Here they started to learn the Chinese language, hoping that they would soon return to the China mission. This did not happen; so in 1953, Fr. Joannes B. Hofinger SJ, an Austrian missiologist, opened the Institute for Missionary Apologetics. As early as then, he strongly recommended that missionaries should have thorough liturgical renewal while at the same time develop an awareness of the church’s catechetical or religious education. So by September 1961, when the name changed to East Asian Pastoral Institute, the resident team of Jesuits was already training missionaries from all over the world in the areas of liturgical and catechetical updating and conducting workshops on the missionary aspects of the Church.

 

In 1965, the Jesuit Superior General Fr. Pedro Arrupe SJ reorganized EAPI and affirmed its identity as an international formation and training center in Asia to promote the pastoral vision of Vatican II. He appointed Fr. Alfonso Nebreda SJ, a Spanish Jesuit missionary in Japan, as its first director. By 1968, EAPI moved into its building complex in the present location inside the Ateneo de Manila University campus in Quezon City.

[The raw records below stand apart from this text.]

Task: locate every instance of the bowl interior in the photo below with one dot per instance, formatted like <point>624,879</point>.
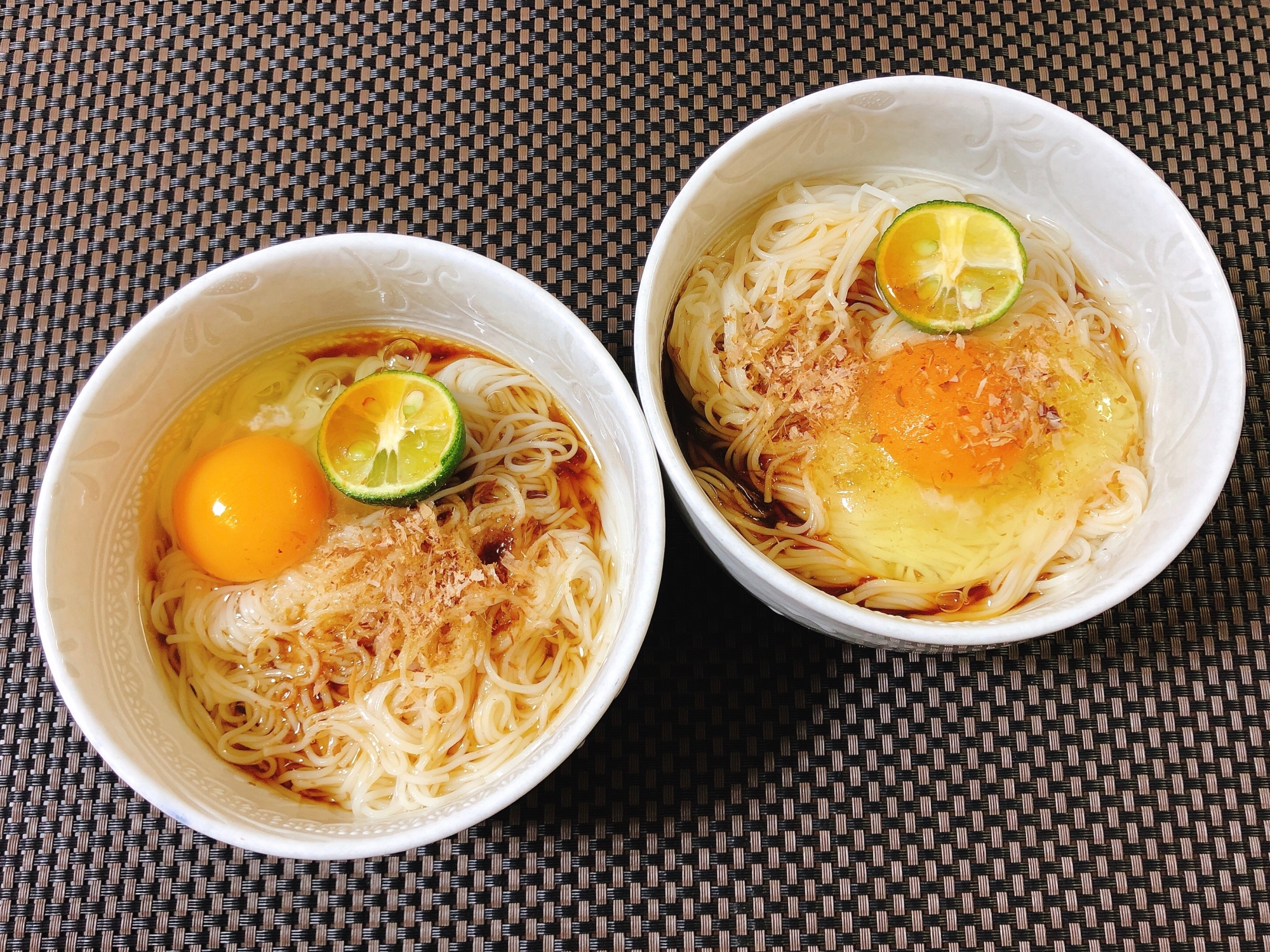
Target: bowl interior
<point>86,564</point>
<point>1127,230</point>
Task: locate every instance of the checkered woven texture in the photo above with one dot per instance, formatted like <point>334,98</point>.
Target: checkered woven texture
<point>755,785</point>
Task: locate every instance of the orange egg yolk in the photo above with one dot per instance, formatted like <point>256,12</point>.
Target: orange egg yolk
<point>251,508</point>
<point>937,408</point>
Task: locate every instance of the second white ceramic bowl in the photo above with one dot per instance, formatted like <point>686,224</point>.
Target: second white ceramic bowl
<point>1127,229</point>
<point>84,567</point>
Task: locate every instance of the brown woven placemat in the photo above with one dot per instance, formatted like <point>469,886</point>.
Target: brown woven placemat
<point>755,785</point>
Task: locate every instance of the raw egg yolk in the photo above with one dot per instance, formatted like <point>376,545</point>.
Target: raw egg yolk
<point>937,408</point>
<point>251,508</point>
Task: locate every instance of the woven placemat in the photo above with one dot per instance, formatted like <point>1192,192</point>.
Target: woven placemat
<point>755,785</point>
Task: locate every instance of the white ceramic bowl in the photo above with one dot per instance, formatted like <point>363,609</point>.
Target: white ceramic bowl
<point>1127,228</point>
<point>86,536</point>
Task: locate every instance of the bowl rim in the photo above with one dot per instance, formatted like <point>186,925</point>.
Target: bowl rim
<point>920,634</point>
<point>650,548</point>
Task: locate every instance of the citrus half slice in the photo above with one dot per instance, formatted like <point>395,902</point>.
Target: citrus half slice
<point>949,267</point>
<point>392,439</point>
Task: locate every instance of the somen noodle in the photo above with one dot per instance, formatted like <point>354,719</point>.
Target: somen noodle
<point>417,649</point>
<point>773,341</point>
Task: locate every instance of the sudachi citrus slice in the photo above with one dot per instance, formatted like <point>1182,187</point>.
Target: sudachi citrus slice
<point>392,439</point>
<point>951,267</point>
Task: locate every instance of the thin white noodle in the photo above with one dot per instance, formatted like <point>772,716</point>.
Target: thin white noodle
<point>243,659</point>
<point>791,272</point>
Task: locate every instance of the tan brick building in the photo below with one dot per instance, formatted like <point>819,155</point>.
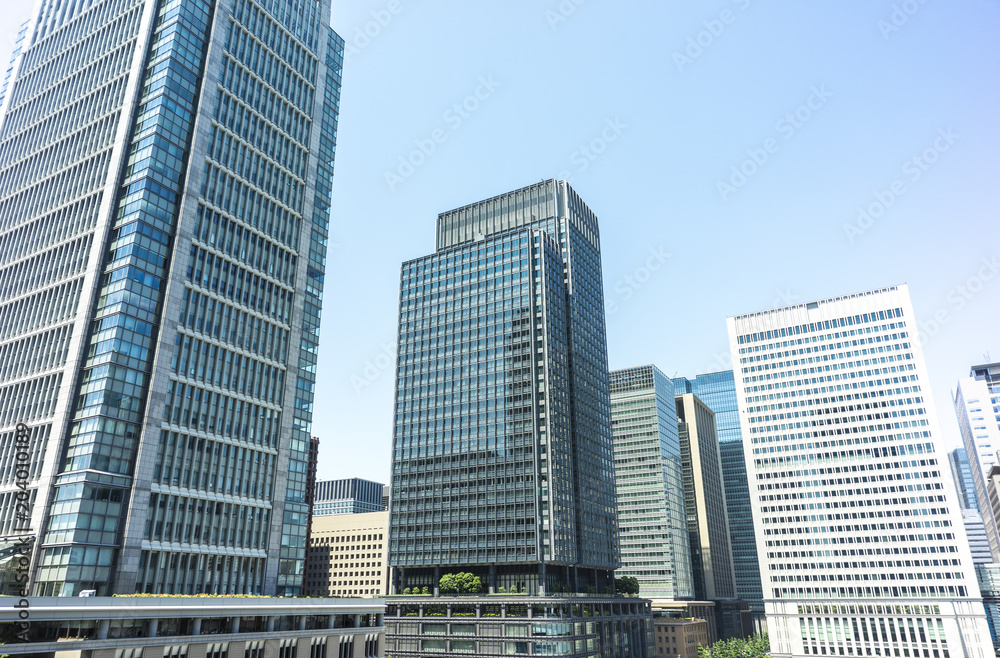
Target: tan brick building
<point>679,637</point>
<point>347,555</point>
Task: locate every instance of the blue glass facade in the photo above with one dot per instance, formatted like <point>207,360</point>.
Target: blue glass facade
<point>649,479</point>
<point>349,496</point>
<point>188,154</point>
<point>502,444</point>
<point>718,391</point>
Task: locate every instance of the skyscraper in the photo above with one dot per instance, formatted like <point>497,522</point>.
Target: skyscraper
<point>859,531</point>
<point>961,470</point>
<point>708,525</point>
<point>718,391</point>
<point>977,407</point>
<point>502,452</point>
<point>165,178</point>
<point>649,482</point>
<point>348,496</point>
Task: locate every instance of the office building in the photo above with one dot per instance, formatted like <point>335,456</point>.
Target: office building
<point>649,479</point>
<point>961,470</point>
<point>165,179</point>
<point>718,391</point>
<point>502,449</point>
<point>975,532</point>
<point>15,60</point>
<point>189,627</point>
<point>708,525</point>
<point>348,555</point>
<point>578,627</point>
<point>989,586</point>
<point>977,407</point>
<point>859,529</point>
<point>680,637</point>
<point>349,496</point>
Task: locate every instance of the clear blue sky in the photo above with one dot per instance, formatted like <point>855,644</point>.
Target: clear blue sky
<point>681,118</point>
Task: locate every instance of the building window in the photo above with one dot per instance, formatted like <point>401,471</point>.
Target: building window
<point>217,650</point>
<point>176,651</point>
<point>318,648</point>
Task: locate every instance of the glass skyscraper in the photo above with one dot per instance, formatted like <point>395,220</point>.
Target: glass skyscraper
<point>977,407</point>
<point>859,531</point>
<point>718,391</point>
<point>502,451</point>
<point>165,178</point>
<point>711,557</point>
<point>348,496</point>
<point>649,482</point>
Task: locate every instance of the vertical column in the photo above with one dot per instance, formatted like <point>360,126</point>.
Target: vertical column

Over the decades, EAPI has consistently responded to the Asian and Oceanian bishops and Catholic religious leaders by providing resources for special formation and aggiornamento in the spirit of Vatican II. It was, and still is, the Asia Pacific hub for theological and pastoral renewal, updating, experimentation and exploration. Today, EAPI is an apostolic collaborative work of the Society of Jesus [Jesuits] and bishops, members of other religious institutes, diocesan clergy, lay people and funding agencies in the service of the pastoral mission of the Universal Church.

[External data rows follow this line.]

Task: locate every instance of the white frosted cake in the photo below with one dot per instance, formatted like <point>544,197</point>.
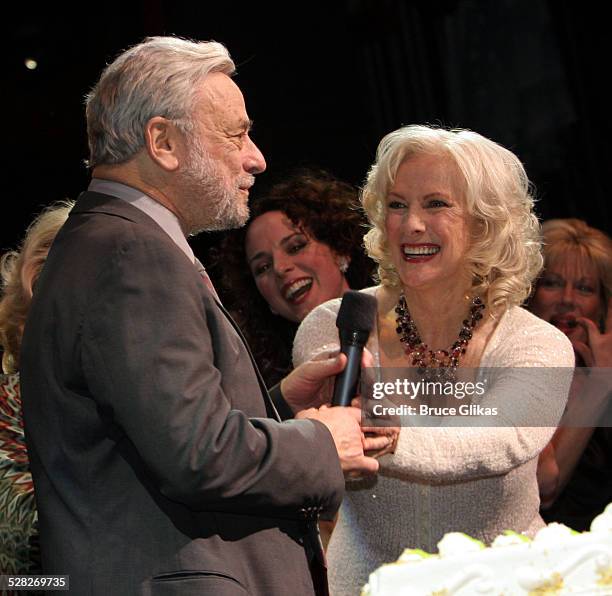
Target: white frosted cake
<point>557,561</point>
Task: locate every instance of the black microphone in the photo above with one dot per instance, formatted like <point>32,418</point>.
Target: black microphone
<point>355,320</point>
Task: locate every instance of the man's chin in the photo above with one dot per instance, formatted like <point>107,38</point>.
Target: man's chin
<point>227,222</point>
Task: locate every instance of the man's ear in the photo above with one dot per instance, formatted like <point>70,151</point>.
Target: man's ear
<point>164,142</point>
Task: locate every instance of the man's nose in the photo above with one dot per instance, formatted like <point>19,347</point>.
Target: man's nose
<point>254,162</point>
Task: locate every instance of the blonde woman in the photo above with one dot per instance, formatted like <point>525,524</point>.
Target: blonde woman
<point>19,270</point>
<point>457,244</point>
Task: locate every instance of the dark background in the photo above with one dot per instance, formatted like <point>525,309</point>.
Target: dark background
<point>325,81</point>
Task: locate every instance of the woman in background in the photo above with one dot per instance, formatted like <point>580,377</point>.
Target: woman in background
<point>574,294</point>
<point>301,247</point>
<point>19,270</point>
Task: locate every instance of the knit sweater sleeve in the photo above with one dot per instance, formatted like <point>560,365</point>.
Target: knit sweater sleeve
<point>533,365</point>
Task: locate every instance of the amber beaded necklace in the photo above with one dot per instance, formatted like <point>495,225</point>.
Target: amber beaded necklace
<point>422,357</point>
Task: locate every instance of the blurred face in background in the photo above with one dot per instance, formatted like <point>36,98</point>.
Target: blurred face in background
<point>293,271</point>
<point>569,288</point>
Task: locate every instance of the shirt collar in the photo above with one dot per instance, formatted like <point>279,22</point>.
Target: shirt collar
<point>160,214</point>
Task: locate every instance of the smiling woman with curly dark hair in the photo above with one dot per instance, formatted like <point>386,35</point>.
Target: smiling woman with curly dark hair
<point>302,246</point>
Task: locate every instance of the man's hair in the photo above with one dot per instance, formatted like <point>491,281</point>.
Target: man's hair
<point>504,255</point>
<point>158,77</point>
<point>19,270</point>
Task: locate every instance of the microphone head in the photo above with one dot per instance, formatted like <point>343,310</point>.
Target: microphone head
<point>357,312</point>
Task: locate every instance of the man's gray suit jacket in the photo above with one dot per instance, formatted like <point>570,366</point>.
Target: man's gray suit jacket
<point>157,468</point>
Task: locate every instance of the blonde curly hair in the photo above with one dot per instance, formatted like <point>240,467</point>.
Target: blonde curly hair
<point>505,252</point>
<point>19,270</point>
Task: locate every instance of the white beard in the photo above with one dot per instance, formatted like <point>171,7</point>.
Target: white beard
<point>210,201</point>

The multi-cultural residential environment has been a unique feature of EAPI. Fr. Jose Calle SJ, one of the founding fathers, proudly asserts that this was the first time where priests, religious sisters and brothers, lay men and women were being formed together for mission in the same community over several months. After 50 years this EAPI experience is still an attraction since many participants have not had the experience of learning and sharing community life together amidst a diversity of genders, cultures, ethnicities, vocations, and spiritualities.

Although the content of the programs has evolved in tandem with changing pastoral needs and pastoral knowledge, EAPI has continued to implement the original dream of the founding fathers, namely, to prepare, form, train, and help pastoral workers for mission.